[HN Gopher] A library for audio feature extraction, regression, ...
       ___________________________________________________________________
        
       A library for audio feature extraction, regression, classification,
       segmentation
        
       Author : nothrowaways
       Score  : 90 points
       Date   : 2021-12-09 10:38 UTC (2 days ago)
        
 (HTM) web link (github.com)
 (TXT) w3m dump (github.com)
        
       | jaflo wrote:
       | I used this for a personal project [1] a couple of years ago to
       | shorten audio files without making them sound like they were cut.
       | This is done by removing repeated sections like replacing two
       | choruses with one. I initially wanted this to "resize" background
       | music to match video footage I had, but it is kind of fun to just
       | mess around with songs too (like those content aware scale
       | picture memes, but to create the shortest possible audio).
       | 
       | I think for my use case specifically, the library was kind of
       | overkill though and something like librosa [2] would have been
       | enough for feature extraction.
       | 
       | 1: https://projects.loud.red/snipsnip/
       | 
       | 2: https://librosa.org/doc/latest/index.html
        
       | terhechte wrote:
       | Interesting, I've recently done a bit of searching in this space
       | to find a project that would fit for an idea I had: I'd like to
       | use a raspberry pi zero w to listen for our doorbell.
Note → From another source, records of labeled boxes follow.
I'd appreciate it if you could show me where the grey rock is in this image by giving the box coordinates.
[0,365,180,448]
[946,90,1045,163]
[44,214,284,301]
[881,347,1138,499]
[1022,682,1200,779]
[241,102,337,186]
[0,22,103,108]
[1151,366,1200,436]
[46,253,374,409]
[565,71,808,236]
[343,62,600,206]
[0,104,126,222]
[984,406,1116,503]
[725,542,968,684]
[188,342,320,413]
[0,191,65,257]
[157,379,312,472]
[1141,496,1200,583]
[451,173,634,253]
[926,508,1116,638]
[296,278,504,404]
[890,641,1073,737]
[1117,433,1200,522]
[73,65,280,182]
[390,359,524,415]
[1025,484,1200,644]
If the
       | doorbell rings, it should do something (e.g. send an sms or turn
       | on a light).
       | 
       | I couldn't really find anything, does someone know if a project
       | like this exists? For the one listed here, I'm not sure if it is
       | fast enough to run on a slow device like the W? Also, would it be
       | able to detect audio in a continuous stream from say a
       | microphone?
        
         | achn wrote:
         | Or, you know, just wire in the doorbell button and be done?
        
         | foo_barrio wrote:
         | If your doorbell is electric and plays a recording of chimes,
         | it can be very straightforward to implement this yourself. Just
         | off the top of my head I use FFTs (fast Fourier transform) of a
         | known recording of the door bell limited to certain
         | frequencies, normalized etc and compare it to the audio stream.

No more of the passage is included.